ISBN 978-0-306-83264-2
US$28

To the general public, astronauts can seem like the closest thing to perfect people. They are physically fit individuals with backgrounds ranging from science and engineering to being military test pilots, with NASA picking a handful of the very best out of an applicant pool of more than 10,000 for each class. But astronauts, of course, are people that make mistakes like the rest of us, from misplacing tomatoes being harvested on the International Space Station for eight months to losing a tool bag on a recent space station spacewalk.

There are lessons to learn from such mistakes beyond keeping better track of tomatoes and tool bags. In Moonshot, former NASA astronaut Mike Massimino distills his experiences at NASA into a set of lessons for the public, a hybrid of astronaut memoir (which he has previously written) and self-improvement book.

A fellow astronaut took him aside and informed him of “Hoot’s Law,” named after astronaut Hoot Gibson: “No matter how bad things may seem, you can always make it worse.”

Massimino has crafted a persona as something close to an ordinary person: an everyman from Long Island, albeit one with an engineering PhD from MIT who went to space twice to repair the Hubble Space Telescope. “I soon found that what made my experiences relatable was the fact that I wasn’t a natural. I’m not Neil Armstrong. Or Lebron James. Or George Clooney,” he writes.

In the book, he’s open about his setbacks and mistakes he made both trying to become an astronaut as well as during his astronaut career. One example he offers in the book is when, during one of his first sessions in the Neutral Buoyancy Lab, used for spacewalk training, he got tangled in a safety tether and, rather than ask for help, tried to free himself, only to get further entangled. Afterwards, he said a fellow astronaut took him aside and informed him of “Hoot’s Law,” named after astronaut Hoot Gibson: “No matter how bad things may seem, you can always make it worse.”

Not making things worse is one of the lessons that Massimino passes along in the book.
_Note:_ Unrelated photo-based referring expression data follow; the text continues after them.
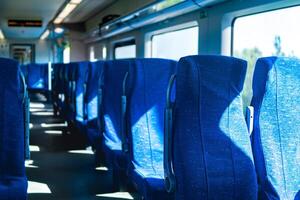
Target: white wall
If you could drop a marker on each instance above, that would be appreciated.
(42, 48)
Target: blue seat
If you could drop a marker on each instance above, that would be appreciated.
(114, 73)
(80, 89)
(60, 88)
(275, 137)
(13, 181)
(37, 76)
(56, 86)
(212, 155)
(65, 91)
(71, 84)
(93, 131)
(147, 82)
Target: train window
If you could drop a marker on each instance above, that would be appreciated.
(175, 44)
(272, 33)
(125, 50)
(66, 54)
(92, 54)
(104, 52)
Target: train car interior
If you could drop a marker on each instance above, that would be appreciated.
(150, 99)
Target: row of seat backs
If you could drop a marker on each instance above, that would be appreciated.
(212, 155)
(36, 76)
(218, 80)
(276, 136)
(13, 182)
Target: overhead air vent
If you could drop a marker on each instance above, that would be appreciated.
(24, 23)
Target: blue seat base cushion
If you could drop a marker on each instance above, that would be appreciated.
(149, 184)
(115, 158)
(13, 188)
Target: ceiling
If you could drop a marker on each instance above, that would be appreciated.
(87, 9)
(44, 10)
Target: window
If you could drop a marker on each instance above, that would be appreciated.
(273, 33)
(104, 52)
(66, 54)
(125, 50)
(175, 44)
(92, 54)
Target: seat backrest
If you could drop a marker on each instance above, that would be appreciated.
(81, 73)
(148, 81)
(212, 155)
(71, 90)
(13, 182)
(114, 73)
(37, 76)
(276, 136)
(95, 71)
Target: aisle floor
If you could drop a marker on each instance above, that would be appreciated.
(61, 167)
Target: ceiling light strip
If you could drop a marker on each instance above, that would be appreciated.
(67, 10)
(1, 35)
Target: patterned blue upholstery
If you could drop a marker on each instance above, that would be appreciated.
(93, 132)
(114, 73)
(56, 85)
(13, 182)
(276, 138)
(148, 79)
(60, 87)
(37, 76)
(81, 74)
(212, 154)
(71, 91)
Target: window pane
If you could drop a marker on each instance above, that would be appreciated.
(176, 44)
(273, 33)
(128, 51)
(66, 55)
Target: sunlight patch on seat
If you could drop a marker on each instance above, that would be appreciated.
(29, 164)
(34, 148)
(36, 187)
(101, 168)
(123, 195)
(53, 132)
(40, 110)
(45, 125)
(43, 113)
(37, 105)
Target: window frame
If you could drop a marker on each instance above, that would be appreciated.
(124, 43)
(170, 29)
(255, 12)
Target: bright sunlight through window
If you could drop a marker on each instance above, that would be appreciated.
(273, 33)
(175, 44)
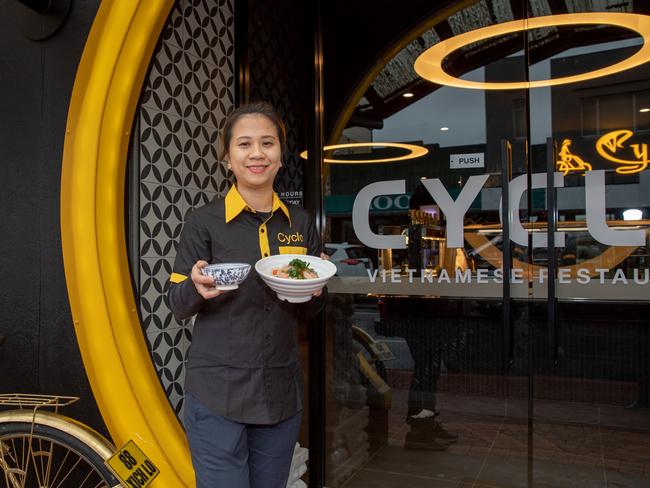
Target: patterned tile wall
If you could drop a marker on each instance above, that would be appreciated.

Most of them seem straightforward and common sense: the value of teamwork and collaboration, speaking up if you see something wrong, and not giving up even in the face of long (but non-zero) odds. He also passed along what former astronaut Alan Bean called the “First Rule of Leadership,” which is to admire and care about every member of your team, as well as the “Thirty-Second Rule,” which is to allow yourself a half a minute to beat yourself up about making a mistake, then move on.

Those lessons seem straightforward, but the fact that astronauts have to be reminded of them is a sign that they’re hard to implement. They’re good lessons to learn, and Massimino offers them in an entertaining way. You may make many mistakes along the way, but there’s a good chance you’ll never lose a tomato on a space station or a tool bag on a spacewalk.